Model architecture used for predicting river runoff in the Baltic Sea

In [10]:
#| hide
from nbdev import show_doc

In [11]:
#| export

import torch
import torch.nn as nn
import lightning as L
import pytorch_lightning as pl
from lightning.pytorch.callbacks import ModelCheckpoint
import numpy as np

from torch.utils.data import DataLoader, Dataset
from torch.utils.data.dataset import random_split
import torch.nn.functional as F
import torchmetrics
from lightning.pytorch.loggers import CSVLogger

import xarray as xr
from glob import glob
from tqdm import tqdm

from BalticRiverPrediction.convLSTM import ConvLSTM
from BalticRiverPrediction.sharedUtilities import EnhancedMSELoss, EnhancedMSEMetric
from BalticRiverPrediction.sharedUtilities import PredictionPlottingCallback


In [12]:
#| export
class BaltNet(nn.Module):
    def __init__(self, modelPar):
        super(BaltNet, self).__init__()

        # Initialize all attributes
        for k, v in modelPar.items():
            setattr(self, k, v)

        self.encoder = ConvLSTM(
            input_dim=self.input_dim,
            hidden_dim=self.hidden_dim,
            kernel_size=self.kernel_size,
            num_layers=self.num_layers,
            batch_first=self.batch_first,
            bias=self.bias,
            return_all_layers=False
        )

        self.decoder = ConvLSTM(
            input_dim=self.hidden_dim,
            hidden_dim=self.hidden_dim,
            kernel_size=self.kernel_size,
            num_layers=1,
            batch_first=self.batch_first,
            bias=self.bias,
            return_all_layers=False
        )

        self.linear_dim = self.dimensions[0] * self.dimensions[1] * self.hidden_dim 

        # Single fully connected network for all rivers
         
        self.river_predictors = nn.Sequential(
            nn.Linear(self.linear_dim, 512),
            nn.ReLU(),
            nn.Linear(512, 256),
            nn.ReLU(),
            nn.Linear(256, 97)
        )

        # Creating separate attention weights for each river
        # self.attention_weights = nn.Parameter(torch.randn(self.hidden_dim, 1, 1), requires_grad=True)  # 97 rivers

    # def spatial_attention(self, x):
    #     """Spatial attention mechanism."""
    #     B, T, C, H, W = x.size()

    #     x = x.view(B * T, C, H, W)
        
    #     # Apply attention weights for all rivers
    #     self.attention_map = torch.sigmoid(F.conv2d(x, self.attention_weights.unsqueeze(0), bias=None, stride=1, padding=0))
        
    #     # Weighted sum
    #     output = x * self.attention_map  # B*T, C, H, W
    #     output = output.view(B, T, C, H, W)  # B, T, C

    #     return output

    def forward(self, x):
        B, _, _, _, _ = x.size()

        # Pass through encoder
        encoder_outputs, encoder_hidden = self.encoder(x)

        # Use the entire encoder output as input to the decoder
        decoder_input = encoder_outputs[0][:,-1,:,:,:].unsqueeze(1)

        # Pass through decoder using the final hidden state of the encoder
        decoder_outputs, _ = self.decoder(decoder_input, encoder_hidden)

        # Apply spatial attention
        # decoder_with_spatial_attention = self.spatial_attention(decoder_outputs[0])  # B, T, C, H, W
            
        # Flatten the temporal sequence
        decoder_with_spatial_attention_flattened = decoder_outputs[0].view(B, -1)  #
            
        # Pass through its own predictor
        output = self.river_predictors(decoder_with_spatial_attention_flattened)  # B, -1

        return output

In [13]:
show_doc(BaltNet)

---

### BaltNet

>      BaltNet (modelPar)

Base class for all neural network modules.

Your models should also subclass this class.

Modules can also contain other Modules, allowing to nest them in
a tree structure.

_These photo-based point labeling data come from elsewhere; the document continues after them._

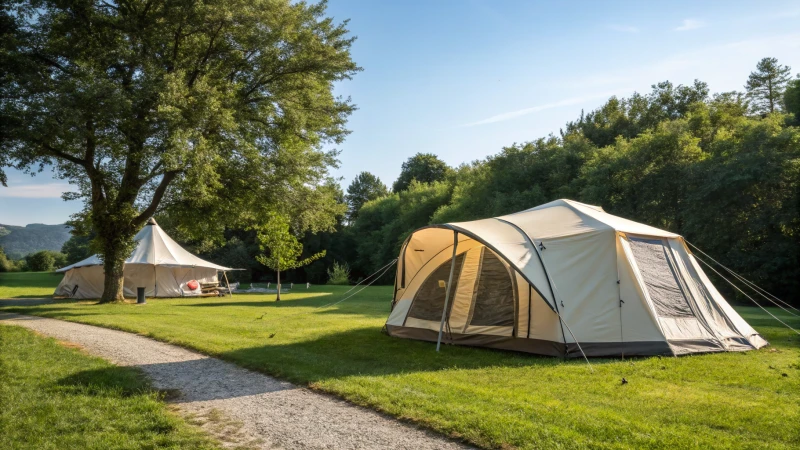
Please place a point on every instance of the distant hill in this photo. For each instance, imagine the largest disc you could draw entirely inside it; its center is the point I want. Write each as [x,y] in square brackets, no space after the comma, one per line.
[20,241]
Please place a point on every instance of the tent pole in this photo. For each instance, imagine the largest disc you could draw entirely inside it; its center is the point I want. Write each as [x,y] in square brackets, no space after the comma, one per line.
[230,292]
[447,289]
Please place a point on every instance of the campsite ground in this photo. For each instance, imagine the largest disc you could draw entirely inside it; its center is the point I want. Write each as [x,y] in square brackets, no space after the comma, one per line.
[53,396]
[490,398]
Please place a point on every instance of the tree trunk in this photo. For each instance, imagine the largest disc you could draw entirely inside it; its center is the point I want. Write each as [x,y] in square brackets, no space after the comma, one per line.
[113,267]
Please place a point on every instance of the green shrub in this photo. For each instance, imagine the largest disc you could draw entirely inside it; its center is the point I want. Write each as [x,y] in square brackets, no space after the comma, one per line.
[43,261]
[339,274]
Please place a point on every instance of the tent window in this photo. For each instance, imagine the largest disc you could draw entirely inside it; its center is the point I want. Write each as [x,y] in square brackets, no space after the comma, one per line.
[493,298]
[429,301]
[655,262]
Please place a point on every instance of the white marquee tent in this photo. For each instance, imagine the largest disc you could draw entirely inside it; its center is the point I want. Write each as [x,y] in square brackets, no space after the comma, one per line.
[158,264]
[542,279]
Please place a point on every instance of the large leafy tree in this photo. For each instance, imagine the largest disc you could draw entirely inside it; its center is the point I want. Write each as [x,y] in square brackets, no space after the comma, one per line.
[365,187]
[423,167]
[765,86]
[215,111]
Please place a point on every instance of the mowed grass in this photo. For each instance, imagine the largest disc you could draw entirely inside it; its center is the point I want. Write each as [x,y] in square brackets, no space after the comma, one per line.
[489,398]
[21,285]
[53,397]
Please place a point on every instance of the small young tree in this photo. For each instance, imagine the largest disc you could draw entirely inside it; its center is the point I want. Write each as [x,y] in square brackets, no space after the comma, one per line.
[339,274]
[42,261]
[284,249]
[765,86]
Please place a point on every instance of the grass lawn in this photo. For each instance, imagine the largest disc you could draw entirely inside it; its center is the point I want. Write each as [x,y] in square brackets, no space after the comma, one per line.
[22,285]
[490,398]
[53,397]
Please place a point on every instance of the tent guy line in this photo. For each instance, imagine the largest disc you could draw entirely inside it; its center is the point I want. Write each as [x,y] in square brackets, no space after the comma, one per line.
[748,283]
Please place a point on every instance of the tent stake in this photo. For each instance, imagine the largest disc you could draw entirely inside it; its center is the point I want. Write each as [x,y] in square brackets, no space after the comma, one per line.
[447,289]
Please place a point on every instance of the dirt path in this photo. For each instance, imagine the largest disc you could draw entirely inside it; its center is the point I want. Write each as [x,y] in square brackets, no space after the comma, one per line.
[270,413]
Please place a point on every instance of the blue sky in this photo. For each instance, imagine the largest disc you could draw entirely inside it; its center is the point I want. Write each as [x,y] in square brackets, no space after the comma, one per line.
[463,78]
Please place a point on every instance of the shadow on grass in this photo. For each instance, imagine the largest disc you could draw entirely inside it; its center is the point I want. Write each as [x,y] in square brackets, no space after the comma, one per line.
[108,381]
[369,352]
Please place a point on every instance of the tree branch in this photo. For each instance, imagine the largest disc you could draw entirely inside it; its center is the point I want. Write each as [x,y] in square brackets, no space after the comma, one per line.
[200,64]
[63,155]
[157,196]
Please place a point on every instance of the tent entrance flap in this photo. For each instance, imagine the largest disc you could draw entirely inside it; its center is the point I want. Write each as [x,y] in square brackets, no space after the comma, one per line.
[660,274]
[625,288]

You can assign the submodules as regular attributes::

    import torch.nn as nn
    import torch.nn.functional as F

    class Model(nn.Module):
        def __init__(self):
            super().__init__()
            self.conv1 = nn.Conv2d(1, 20, 5)
            self.conv2 = nn.Conv2d(20, 20, 5)

        def forward(self, x):
            x = F.relu(self.conv1(x))
            return F.relu(self.conv2(x))

Submodules assigned in this way will be registered, and will have their
parameters converted too when you call :meth:`to`, etc.

.. note::
    As per the example above, an ``__init__()`` call to the parent class
    must be made before assignment on the child.

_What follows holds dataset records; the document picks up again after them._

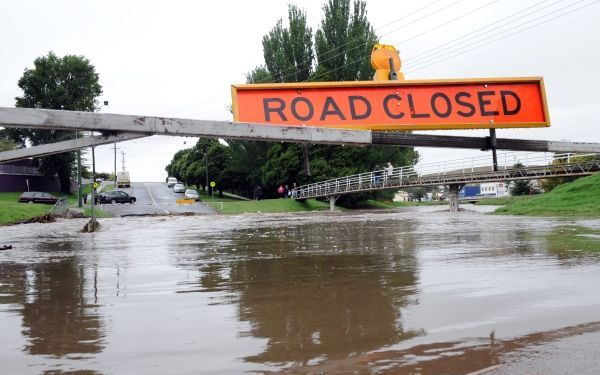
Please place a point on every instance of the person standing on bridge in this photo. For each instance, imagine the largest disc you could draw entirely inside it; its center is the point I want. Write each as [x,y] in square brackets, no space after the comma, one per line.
[388,171]
[377,175]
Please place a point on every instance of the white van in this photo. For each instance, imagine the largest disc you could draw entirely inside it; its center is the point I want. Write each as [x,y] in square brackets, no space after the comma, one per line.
[171,181]
[123,179]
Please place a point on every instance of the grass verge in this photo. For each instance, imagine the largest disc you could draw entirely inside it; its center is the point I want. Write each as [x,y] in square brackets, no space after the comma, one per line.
[577,198]
[12,211]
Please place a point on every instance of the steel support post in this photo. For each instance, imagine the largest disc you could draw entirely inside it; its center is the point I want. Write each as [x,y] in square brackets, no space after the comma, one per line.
[332,199]
[493,146]
[453,190]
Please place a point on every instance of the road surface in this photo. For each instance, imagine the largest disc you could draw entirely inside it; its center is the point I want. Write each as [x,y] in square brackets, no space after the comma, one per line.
[155,198]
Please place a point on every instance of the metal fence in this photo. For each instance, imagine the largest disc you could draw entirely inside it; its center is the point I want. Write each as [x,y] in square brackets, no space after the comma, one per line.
[60,207]
[18,169]
[462,171]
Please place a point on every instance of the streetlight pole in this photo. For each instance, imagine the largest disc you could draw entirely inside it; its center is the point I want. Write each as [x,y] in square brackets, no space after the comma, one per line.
[207,185]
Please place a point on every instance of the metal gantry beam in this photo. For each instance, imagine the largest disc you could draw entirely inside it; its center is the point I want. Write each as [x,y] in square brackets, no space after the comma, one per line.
[73,120]
[147,125]
[64,146]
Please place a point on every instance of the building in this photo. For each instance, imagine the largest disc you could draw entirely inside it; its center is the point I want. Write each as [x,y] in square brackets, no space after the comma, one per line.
[21,176]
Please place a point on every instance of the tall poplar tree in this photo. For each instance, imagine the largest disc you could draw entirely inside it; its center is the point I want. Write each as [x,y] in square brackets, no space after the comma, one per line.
[61,83]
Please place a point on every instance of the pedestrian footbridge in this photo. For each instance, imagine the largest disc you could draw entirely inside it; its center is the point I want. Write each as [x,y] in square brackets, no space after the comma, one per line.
[455,174]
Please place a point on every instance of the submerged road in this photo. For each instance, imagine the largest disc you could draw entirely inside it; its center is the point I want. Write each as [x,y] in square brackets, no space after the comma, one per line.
[155,198]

:ivar training: Boolean represents whether this module is in training or
                evaluation mode.
:vartype training: bool

In [14]:
# show_doc(BaltNet.spatial_attention)


In [15]:
show_doc(BaltNet.forward)

---

### BaltNet.forward

>      BaltNet.forward (x)

Defines the computation performed at every call.

Should be overridden by all subclasses.

.. note::
    Although the recipe for forward pass needs to be defined within
    this function, one should call the :class:`Module` instance afterwards
    instead of this since the former takes care of running the
    registered hooks while the latter silently ignores them.

In [16]:
#| export
class LightningModel(L.LightningModule):
    """
    A PyTorch Lightning model for training and evaluation.
    
    Attributes:
        model (nn.Module): The neural network model.
        learning_rate (float): Learning rate for the optimizer.
        cosine_t_max (int): Maximum number of iterations for the cosine annealing scheduler.
        train_mse (torchmetrics.MeanSquaredError): Metric for training mean squared error.
        val_mse (torchmetrics.MeanSquaredError): Metric for validation mean squared error.
        test_mse (torchmetrics.MeanSquaredError): Metric for testing mean squared error.
    """
    
    def __init__(self, model, learning_rate, cosine_t_max, alpha=4):
        """
        Initializes the LightningModel.

        Args:
            model (nn.Module): The neural network model.
            learning_rate (float): Learning rate for the optimizer.
            cosine_t_max (int): Maximum number of iterations for the cosine annealing scheduler.
        """
        super().__init__()

        self.learning_rate = learning_rate
        self.model = model
        self.cosine_t_max = cosine_t_max
        self.loss_function = EnhancedMSELoss(alpha=alpha)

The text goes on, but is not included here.